Toplumsal tartışmalar, toplumun endişeleri doğrultusunda doğan tartışmalardır. Bizim endişelerimiz çok daha uç noktalarda. Biz şimdi nasıl hayatta kalırız onun denklemlerini yapmaya çalışıyoruz. Hayatın içersinde dejenere olmuş ve o yüzden de toplumsal defekte dönüşmüş olan temel sorunları çözümleyici sokak ağzı oluşturma şansımız yok. O şans daha çok bilim insanlarının işi. Tarihi oluşturan ve toplumlara kader biçenlerin işleri. Bizim yapmamız gereken şey sadece yaşamın içerisinde yolunda gitmeyen şeylerle ilgili, ilgi çekebilmek. Aslında dizinin orjinalinde de ben böyle olduğunu düşünüyorum.

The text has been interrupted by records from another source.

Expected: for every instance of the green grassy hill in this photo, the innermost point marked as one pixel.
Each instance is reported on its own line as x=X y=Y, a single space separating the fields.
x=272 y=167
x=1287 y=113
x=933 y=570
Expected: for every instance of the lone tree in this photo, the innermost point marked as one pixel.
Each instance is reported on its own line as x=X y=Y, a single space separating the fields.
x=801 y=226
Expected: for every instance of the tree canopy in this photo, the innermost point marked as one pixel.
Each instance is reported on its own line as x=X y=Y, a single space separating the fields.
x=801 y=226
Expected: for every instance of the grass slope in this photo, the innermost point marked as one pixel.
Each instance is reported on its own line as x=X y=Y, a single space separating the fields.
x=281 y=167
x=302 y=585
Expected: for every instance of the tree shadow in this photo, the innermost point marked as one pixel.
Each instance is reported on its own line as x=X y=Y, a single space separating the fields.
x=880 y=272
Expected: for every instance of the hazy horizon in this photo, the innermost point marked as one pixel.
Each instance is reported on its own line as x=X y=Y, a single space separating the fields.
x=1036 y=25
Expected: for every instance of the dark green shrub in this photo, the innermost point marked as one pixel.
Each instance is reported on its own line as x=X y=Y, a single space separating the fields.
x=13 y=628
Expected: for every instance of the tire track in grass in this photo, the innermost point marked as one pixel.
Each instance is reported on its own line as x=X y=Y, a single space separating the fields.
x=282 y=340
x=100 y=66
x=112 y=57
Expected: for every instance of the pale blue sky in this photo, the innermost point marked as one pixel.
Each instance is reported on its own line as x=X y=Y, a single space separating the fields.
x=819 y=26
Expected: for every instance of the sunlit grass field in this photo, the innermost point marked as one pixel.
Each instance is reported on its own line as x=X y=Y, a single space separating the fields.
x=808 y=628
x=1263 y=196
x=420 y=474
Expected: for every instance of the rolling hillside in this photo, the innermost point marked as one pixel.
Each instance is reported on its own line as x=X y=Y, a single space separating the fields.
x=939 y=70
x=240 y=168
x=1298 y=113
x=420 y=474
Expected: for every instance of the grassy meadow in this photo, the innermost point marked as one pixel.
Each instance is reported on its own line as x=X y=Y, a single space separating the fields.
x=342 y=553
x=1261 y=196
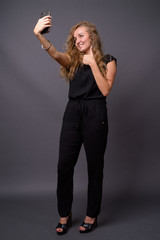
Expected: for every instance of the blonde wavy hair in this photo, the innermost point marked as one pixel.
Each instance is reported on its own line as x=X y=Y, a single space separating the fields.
x=77 y=57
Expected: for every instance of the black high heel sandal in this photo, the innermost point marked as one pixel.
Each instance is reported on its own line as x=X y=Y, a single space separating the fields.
x=65 y=226
x=88 y=226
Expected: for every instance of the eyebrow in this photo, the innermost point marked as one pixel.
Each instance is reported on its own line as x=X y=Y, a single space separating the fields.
x=78 y=34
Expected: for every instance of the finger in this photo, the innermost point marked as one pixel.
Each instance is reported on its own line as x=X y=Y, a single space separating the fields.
x=46 y=17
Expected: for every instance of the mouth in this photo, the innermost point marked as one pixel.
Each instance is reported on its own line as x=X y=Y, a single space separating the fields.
x=80 y=45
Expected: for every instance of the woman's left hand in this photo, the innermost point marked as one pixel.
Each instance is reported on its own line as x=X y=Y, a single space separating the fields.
x=88 y=58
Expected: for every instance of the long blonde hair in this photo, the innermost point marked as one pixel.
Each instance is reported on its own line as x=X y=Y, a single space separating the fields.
x=77 y=57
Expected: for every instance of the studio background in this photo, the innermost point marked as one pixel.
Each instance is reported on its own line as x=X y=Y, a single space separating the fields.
x=33 y=96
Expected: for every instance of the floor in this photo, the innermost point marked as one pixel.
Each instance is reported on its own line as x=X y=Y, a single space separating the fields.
x=35 y=218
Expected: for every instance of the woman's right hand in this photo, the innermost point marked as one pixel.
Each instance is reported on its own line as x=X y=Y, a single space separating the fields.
x=42 y=24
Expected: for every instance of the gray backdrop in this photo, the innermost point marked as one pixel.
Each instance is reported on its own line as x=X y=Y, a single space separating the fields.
x=33 y=96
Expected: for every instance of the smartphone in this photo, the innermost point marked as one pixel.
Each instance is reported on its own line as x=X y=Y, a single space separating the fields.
x=43 y=14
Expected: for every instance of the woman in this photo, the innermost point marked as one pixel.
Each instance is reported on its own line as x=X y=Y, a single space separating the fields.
x=91 y=75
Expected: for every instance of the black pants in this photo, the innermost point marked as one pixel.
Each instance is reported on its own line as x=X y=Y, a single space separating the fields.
x=84 y=122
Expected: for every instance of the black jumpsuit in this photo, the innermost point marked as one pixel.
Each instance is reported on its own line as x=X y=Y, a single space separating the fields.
x=84 y=122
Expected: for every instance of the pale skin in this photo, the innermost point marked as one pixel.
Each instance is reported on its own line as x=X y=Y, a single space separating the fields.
x=83 y=44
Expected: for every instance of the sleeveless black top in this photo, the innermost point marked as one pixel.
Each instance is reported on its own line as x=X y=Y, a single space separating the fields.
x=83 y=84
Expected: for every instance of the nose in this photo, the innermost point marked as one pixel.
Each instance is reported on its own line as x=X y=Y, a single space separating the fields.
x=77 y=41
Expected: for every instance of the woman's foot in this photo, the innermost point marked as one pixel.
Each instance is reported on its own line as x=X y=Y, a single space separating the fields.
x=64 y=224
x=88 y=225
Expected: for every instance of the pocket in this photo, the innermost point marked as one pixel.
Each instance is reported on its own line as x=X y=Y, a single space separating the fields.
x=103 y=113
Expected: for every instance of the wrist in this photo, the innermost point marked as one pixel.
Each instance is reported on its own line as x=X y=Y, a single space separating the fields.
x=93 y=63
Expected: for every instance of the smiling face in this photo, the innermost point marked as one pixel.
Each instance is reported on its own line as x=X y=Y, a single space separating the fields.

Sistem eleştirisi evet ama zaten yapmış olduğunuz her şeyde bir sistem eleştirisi var. Töre cinayeti üzerine kurmuş olduğunuz bir dizide de sistem eleştirisi vardır. Zengin kız fakir oğlan’da da bir eleştiri vardır. Biz de onu yapmaya çalışıyoruz. Yaptığım işlerde beni ilgilendiren şey, Türkiye’de yazılmış bir eserin ya da yabancı eserin evrensel olarak dünyada bir karşılığı var mı yok mu ona bakarım. Her geçen gün aramıza biraz daha mesafe koymuş olduğumuz genetiğimiz ile ilgili problemler bizi aşan meseleler. Biz yaşama sevinci satıyoruz. Bizim işimiz umutsuzluk üzerine kurulan bir şeyin içinden bile bir umut, bir ışık göstermek. Sanat süresine bakılmaksızın bir an vaad eder. Bu diziler içinde geçerli. Diziler çok uzun 3,5 saat yayınlanıyor ama o 3,5 saatlik zamanın içinde 2 mucizevi an bekliyoruz aslında. Ve buluyoruz. Bu popüler kültür ama popüler olmayan sanatsal dünya da başka türlü donanımlara sahip olmalı. Üretmek için uzun araştırmalar gerekiyor. Paylaşacak insanın da aynı şekilde o sürece ihtiyacı var.
»Tabu olan konuları anlatmanın yolu yok mu?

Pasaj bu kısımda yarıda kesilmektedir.